We had all searched these places, back when it counted. But it couldn’t hurt to go again. The sheriff would be sleeping anyway, and this would not count as an emergency. Contacting him at this hour would, however, spread news faster than I could stop it.
“Six a.m., then,” I said. “You should get some sleep.”
“Okay, yeah.” Even though I knew he wouldn’t. Neither of us would.
“He was looking for them,” he said. “Six missing visitors,” he mumbled, hand in his pocket, where I imagined it clenched around the flash drive, his brother’s words. Trying to chase his thoughts, follow them to the right path. Tell us what he was trying to say. To warn.
I didn’t bother correcting him. That his brother made seven.
I waited until the front door fell shut behind him, and his footsteps faded into the distance, before saving the copied images in a password-protected folder with my name.
The truth is—
The truth is, I felt a pull, too. Farrah, gesturing for me to follow, from the other side of the dark window, red scarf blowing in the night wind. Who knew where she might lead? All these strangers who had come so close. All these people who could’ve been us.
CHAPTER 7
AFTER TWO A.M., MY senses were on high alert. Unnerved, even, by the bugs that flew into the bedroom windows at night, imagining, instead, someone gently tapping. I kept my eyes trained to the dark, the stars hidden behind the clouds tonight. And then: a light flickering in the distance, on the other side of the rocky outcrop just outside my window. I bolted upright in bed. A flashlight? More likely, I decided, a path light, slowly dying, on the other side of the rocks.
There was no way I would be getting any sleep—not before I had to be up to take Trey down to the falls. And not with the past suddenly rising up in figments, one by one—first Landon, then Farrah—out of the dark.

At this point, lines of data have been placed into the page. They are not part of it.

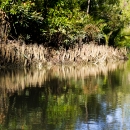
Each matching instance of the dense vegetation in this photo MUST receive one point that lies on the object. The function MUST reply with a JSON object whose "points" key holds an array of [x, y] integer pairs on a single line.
{"points": [[64, 22]]}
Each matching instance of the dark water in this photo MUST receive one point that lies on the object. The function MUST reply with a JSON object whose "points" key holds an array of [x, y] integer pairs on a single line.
{"points": [[66, 98]]}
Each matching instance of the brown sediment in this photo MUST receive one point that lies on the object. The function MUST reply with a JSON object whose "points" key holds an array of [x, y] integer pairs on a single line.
{"points": [[18, 54]]}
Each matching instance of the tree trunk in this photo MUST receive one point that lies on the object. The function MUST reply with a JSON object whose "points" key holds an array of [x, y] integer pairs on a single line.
{"points": [[88, 7]]}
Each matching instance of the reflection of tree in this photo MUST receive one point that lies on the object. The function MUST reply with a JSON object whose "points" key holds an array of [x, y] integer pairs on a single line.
{"points": [[58, 102]]}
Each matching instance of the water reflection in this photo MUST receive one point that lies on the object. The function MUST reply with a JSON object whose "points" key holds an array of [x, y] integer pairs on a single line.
{"points": [[73, 98]]}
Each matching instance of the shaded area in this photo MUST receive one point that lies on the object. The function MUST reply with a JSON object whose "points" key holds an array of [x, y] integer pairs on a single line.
{"points": [[62, 99]]}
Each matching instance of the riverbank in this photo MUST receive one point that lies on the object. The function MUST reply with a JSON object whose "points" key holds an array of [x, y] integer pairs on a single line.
{"points": [[18, 54]]}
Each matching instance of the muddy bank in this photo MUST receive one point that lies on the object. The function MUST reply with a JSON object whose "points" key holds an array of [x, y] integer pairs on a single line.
{"points": [[18, 54]]}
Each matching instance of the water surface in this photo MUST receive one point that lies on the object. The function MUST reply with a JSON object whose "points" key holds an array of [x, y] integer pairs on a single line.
{"points": [[66, 98]]}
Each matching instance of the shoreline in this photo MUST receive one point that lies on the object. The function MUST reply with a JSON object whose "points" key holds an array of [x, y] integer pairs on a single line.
{"points": [[18, 54]]}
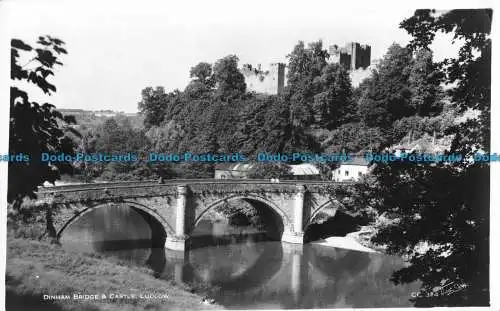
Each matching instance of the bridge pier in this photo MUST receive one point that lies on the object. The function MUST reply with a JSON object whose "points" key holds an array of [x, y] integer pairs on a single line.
{"points": [[295, 234], [178, 242]]}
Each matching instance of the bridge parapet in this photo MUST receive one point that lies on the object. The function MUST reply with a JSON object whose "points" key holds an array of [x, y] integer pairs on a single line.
{"points": [[179, 204]]}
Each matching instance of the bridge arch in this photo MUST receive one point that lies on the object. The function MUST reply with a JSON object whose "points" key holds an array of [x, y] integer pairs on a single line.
{"points": [[273, 207], [134, 205]]}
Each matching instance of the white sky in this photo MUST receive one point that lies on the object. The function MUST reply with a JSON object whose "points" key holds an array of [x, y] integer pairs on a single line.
{"points": [[116, 48]]}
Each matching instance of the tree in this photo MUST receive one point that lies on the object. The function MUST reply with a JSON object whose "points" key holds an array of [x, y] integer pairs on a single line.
{"points": [[305, 66], [36, 128], [445, 205], [425, 80], [333, 105], [270, 170]]}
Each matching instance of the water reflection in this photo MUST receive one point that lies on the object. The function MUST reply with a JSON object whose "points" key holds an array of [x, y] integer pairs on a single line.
{"points": [[247, 270]]}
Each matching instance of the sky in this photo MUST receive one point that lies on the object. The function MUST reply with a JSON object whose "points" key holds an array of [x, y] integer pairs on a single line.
{"points": [[117, 48]]}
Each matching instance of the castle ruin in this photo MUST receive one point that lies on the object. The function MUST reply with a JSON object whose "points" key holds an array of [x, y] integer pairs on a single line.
{"points": [[352, 56], [271, 81]]}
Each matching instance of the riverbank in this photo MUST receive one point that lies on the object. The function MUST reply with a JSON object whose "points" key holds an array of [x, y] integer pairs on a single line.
{"points": [[37, 270]]}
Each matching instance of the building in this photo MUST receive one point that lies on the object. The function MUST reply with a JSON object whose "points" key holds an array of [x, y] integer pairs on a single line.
{"points": [[353, 56], [351, 170], [271, 81], [232, 170]]}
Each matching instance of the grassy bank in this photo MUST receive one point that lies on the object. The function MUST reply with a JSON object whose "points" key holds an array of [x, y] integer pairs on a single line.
{"points": [[35, 269]]}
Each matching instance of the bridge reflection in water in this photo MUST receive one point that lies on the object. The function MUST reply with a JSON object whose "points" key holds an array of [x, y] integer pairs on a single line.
{"points": [[244, 269]]}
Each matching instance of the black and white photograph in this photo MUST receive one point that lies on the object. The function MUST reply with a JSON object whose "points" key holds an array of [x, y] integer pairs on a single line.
{"points": [[248, 155]]}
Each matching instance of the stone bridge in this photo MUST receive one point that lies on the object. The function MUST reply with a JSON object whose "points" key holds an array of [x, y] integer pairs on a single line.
{"points": [[176, 206]]}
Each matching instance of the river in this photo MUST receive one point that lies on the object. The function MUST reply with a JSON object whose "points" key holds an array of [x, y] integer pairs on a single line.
{"points": [[242, 269]]}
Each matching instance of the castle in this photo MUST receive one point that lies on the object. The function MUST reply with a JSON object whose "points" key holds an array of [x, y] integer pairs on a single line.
{"points": [[353, 56], [272, 81]]}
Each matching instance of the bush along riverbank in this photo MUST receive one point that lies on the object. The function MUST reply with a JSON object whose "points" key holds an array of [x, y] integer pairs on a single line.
{"points": [[42, 276]]}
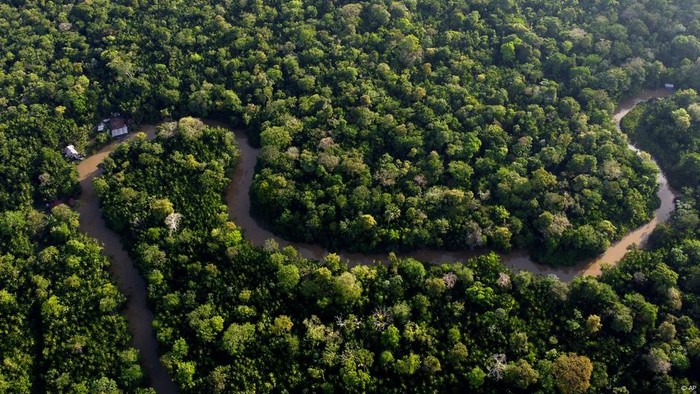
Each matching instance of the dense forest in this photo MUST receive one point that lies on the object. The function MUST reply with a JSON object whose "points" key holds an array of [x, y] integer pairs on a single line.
{"points": [[383, 125], [232, 317], [60, 320]]}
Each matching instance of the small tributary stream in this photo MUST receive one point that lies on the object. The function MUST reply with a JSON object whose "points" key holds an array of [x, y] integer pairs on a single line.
{"points": [[238, 201], [132, 284]]}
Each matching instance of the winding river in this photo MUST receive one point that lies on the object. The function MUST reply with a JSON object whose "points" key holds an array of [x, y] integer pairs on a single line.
{"points": [[133, 285], [127, 276], [238, 201]]}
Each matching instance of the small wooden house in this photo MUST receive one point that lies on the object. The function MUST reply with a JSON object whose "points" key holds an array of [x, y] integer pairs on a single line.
{"points": [[71, 153]]}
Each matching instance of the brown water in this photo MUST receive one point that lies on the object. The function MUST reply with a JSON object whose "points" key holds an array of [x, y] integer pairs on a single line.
{"points": [[238, 201], [123, 270], [133, 285]]}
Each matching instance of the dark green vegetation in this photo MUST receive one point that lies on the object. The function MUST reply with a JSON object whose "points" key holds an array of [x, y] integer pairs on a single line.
{"points": [[60, 320], [391, 125], [670, 131], [383, 125], [231, 317]]}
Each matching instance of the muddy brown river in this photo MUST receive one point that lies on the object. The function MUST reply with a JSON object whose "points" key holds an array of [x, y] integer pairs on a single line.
{"points": [[127, 276], [238, 201], [133, 285]]}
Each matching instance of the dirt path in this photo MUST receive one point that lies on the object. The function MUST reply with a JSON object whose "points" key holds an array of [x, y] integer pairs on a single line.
{"points": [[123, 270], [238, 201], [133, 285]]}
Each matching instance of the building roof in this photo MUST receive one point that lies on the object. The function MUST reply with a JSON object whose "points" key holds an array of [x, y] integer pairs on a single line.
{"points": [[120, 131], [70, 150], [117, 122]]}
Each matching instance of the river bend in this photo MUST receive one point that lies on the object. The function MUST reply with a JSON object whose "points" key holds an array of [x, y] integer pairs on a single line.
{"points": [[132, 284]]}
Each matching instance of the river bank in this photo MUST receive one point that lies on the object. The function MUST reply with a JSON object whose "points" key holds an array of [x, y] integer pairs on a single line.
{"points": [[124, 272], [132, 285], [238, 202]]}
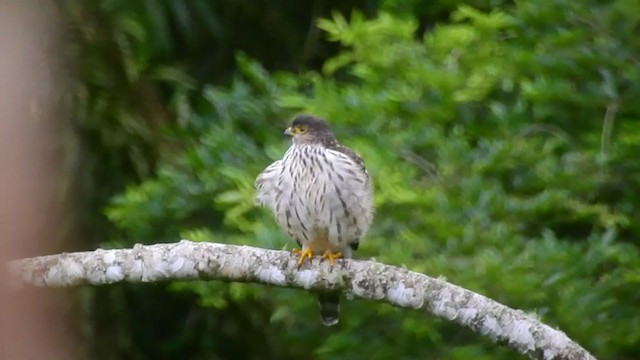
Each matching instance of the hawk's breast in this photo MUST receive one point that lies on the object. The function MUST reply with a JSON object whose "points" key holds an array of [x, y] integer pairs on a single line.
{"points": [[320, 196]]}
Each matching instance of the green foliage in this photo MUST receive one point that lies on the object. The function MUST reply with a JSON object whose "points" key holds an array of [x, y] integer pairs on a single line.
{"points": [[487, 141]]}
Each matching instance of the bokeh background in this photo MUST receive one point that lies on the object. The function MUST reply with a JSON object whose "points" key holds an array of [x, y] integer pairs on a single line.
{"points": [[503, 138]]}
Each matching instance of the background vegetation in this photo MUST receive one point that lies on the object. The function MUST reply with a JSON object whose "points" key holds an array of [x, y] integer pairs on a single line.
{"points": [[502, 136]]}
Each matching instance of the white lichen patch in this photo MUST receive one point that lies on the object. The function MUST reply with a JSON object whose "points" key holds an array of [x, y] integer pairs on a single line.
{"points": [[306, 278], [521, 334], [176, 265], [136, 271], [109, 258], [404, 296], [271, 275], [467, 315], [491, 327], [444, 305], [75, 270], [114, 273]]}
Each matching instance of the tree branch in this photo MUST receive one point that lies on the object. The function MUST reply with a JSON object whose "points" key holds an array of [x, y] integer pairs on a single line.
{"points": [[369, 280]]}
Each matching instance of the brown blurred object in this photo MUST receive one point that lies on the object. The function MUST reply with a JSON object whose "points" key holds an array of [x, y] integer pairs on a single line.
{"points": [[33, 322]]}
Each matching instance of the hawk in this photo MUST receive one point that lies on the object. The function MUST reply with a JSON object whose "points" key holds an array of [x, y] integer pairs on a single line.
{"points": [[320, 195]]}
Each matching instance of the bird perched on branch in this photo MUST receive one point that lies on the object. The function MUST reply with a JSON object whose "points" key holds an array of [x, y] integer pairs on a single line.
{"points": [[320, 194]]}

Instead, I was thinking of all the things Trey had seen in this place. The way people turned up at the happy hour as if coordinated: the sheriff, Marina, Celeste. The noises he’d heard the night before, coming from the next room—he’d been so sure that someone had been in the cabin beside his, listening in. Maybe even watching him. And I couldn’t convince myself that he was wrong. Not anymore. Not now, with Farrah Jordan’s photographs turning up in that very room.
I picked up the phone in my room, just to check—this was the number I left on a sign at the lobby, where guests could reach me during my nights on call. The dial tone connected, and I felt something unfurl inside my chest. Relieved that the issue with the phone lines did not stretch across the entire property. That we were not being targeted by some unseen force or threat.
The flicker of light outside the windows finally dimmed to nothing. I left the lights off, suddenly aware of all that might be out there instead, looking in.
When I’d first arrived, a decade earlier, it was easy to feel isolated and removed from everything and everyone, to let my imagination run wild. The drive into town alone was narrow and winding, the trees stretching over the asphalt. We were fifteen miles from the next town, but it felt like longer on the mountain roads. Alone at the inn, with the spotty cell phone service, that feeling only grew, especially in the bad weather, especially when a heavy windstorm cut us off from the rest of town.